The Los Angeles resident has written for everything from a July Fourth celebration to the inauguration of Harvard University President Larry Bacow at her alma mater.
When she reads her poetry Wednesday, she will be continuing a tradition — for Democratic presidents — that includes such celebrated poets as Robert Frost and Maya Angelou. The latter’s “On the Pulse of Morning,” written for the 1993 inauguration of President Bill Clinton, went on to sell more than 1 million copies when published in book form. Recent readers include poets Elizabeth Alexander and Richard Blanco, both of whom Gorman has contacted.
“The three of us are together in mind, body and spirit,” she says.
Gorman is the youngest inaugural poet in memory, and she has made news before. In 2014, she was named the first youth poet laureate of Los Angeles, and three years later became the country’s first national youth poet laureate. She has appeared on MTV and written a tribute to Black athletes for Nike. She published her first book, “The One for Whom Food Is Not Enough,” as a teenager, and has a two-book deal with Viking Children’s Books. The first one, the picture book “Change Sings,” comes out later this year.
Gorman says she was contacted late last month by the Biden inaugural committee. She has known numerous public figures, including former Secretary of State Hillary Rodham Clinton and former first lady Michelle Obama, but says she will be meeting the Bidens for the first time. The inaugural officials told her that she had been recommended by the incoming first lady, Jill Biden.

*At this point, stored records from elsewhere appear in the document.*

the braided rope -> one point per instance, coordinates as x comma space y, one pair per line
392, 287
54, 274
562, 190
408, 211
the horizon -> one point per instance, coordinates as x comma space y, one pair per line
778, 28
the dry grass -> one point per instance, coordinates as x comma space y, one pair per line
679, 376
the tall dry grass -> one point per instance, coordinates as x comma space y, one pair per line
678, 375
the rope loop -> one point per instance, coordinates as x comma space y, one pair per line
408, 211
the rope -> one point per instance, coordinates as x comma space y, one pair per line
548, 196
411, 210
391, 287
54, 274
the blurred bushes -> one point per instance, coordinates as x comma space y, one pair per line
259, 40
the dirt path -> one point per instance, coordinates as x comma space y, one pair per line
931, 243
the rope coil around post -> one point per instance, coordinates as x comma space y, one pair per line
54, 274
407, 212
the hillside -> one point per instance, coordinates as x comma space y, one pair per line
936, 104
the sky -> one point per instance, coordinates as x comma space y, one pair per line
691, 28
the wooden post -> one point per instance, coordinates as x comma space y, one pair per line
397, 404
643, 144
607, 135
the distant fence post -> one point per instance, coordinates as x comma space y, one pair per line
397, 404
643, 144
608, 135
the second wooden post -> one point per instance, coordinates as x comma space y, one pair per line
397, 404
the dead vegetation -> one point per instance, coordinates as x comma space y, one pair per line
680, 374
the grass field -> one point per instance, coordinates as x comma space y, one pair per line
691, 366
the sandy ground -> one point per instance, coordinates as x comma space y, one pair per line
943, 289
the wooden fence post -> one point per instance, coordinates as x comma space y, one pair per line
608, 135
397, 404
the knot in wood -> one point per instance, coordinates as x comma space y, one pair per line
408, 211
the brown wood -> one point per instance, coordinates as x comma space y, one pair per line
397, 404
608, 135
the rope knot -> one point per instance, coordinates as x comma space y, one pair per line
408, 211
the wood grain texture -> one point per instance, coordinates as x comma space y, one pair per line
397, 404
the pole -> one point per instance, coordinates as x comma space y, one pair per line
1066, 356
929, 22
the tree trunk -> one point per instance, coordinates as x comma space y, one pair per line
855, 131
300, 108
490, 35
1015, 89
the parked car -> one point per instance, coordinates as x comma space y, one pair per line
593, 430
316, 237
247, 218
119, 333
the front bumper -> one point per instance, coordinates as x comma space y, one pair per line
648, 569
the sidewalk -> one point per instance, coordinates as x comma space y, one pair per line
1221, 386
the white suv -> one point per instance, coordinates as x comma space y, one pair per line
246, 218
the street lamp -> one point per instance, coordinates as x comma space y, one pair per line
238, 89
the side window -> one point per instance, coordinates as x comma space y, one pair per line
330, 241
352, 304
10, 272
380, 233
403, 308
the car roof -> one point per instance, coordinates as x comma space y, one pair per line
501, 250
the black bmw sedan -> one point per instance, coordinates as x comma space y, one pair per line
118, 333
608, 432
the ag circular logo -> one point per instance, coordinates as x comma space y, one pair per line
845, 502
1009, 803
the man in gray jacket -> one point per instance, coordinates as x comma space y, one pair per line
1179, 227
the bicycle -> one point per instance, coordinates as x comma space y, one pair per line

She is calling her inaugural poem “The Hill We Climb.” Gorman says she was not given specific instructions on what to write, but was encouraged to
emphasize unity and hope over “denigrating anyone.”
The Jan. 6 siege of the U.S. Capitol by President Donald Trump supporters seeking to overturn the election was a challenge for keeping a positive tone but also an inspiration, she says. Before what she calls “the Confederate insurrection,” she had written only about 3½ minutes of poetry. Now she has about 6 minutes.
“That day gave me a second wave of energy to finish the poem,” says Gorman, adding that she will not refer directly to Jan. 6 but will “touch” upon it. She said the Capitol attack did not upend the poem she had been working on because it didn’t surprise her.
“The poem isn’t blind,” she says. “It isn’t turning your back to the evidence of discord and division.”
In other writings, Gorman has honored her ancestors, acknowledged and reveled in her own vulnerability (“Glorious in my fragmentation”) and confronted social issues. She wrote “In This Place (An American Lyric)” for the inaugural reading of U.S. poet laureate Tracy K. Smith at the Library of Congress in September 2017, a month after a white supremacist rally in Charlottesville, Va. “Tiki torches string a ring of flame” is one line from that poem. She holds up her art form as a force for democracy:
Tyrants fear the poet. Now that we know it / we
can’t blow it.
We owe it / to show it / not slow it
Gorman says she would love to read at the 2028 Olympics, scheduled to be held in Los Angeles. In 2037, she’d like to return to the presidential inauguration — as the new chief executive.
“I’m going to tell Biden that I’ll be back,” she says with a laugh.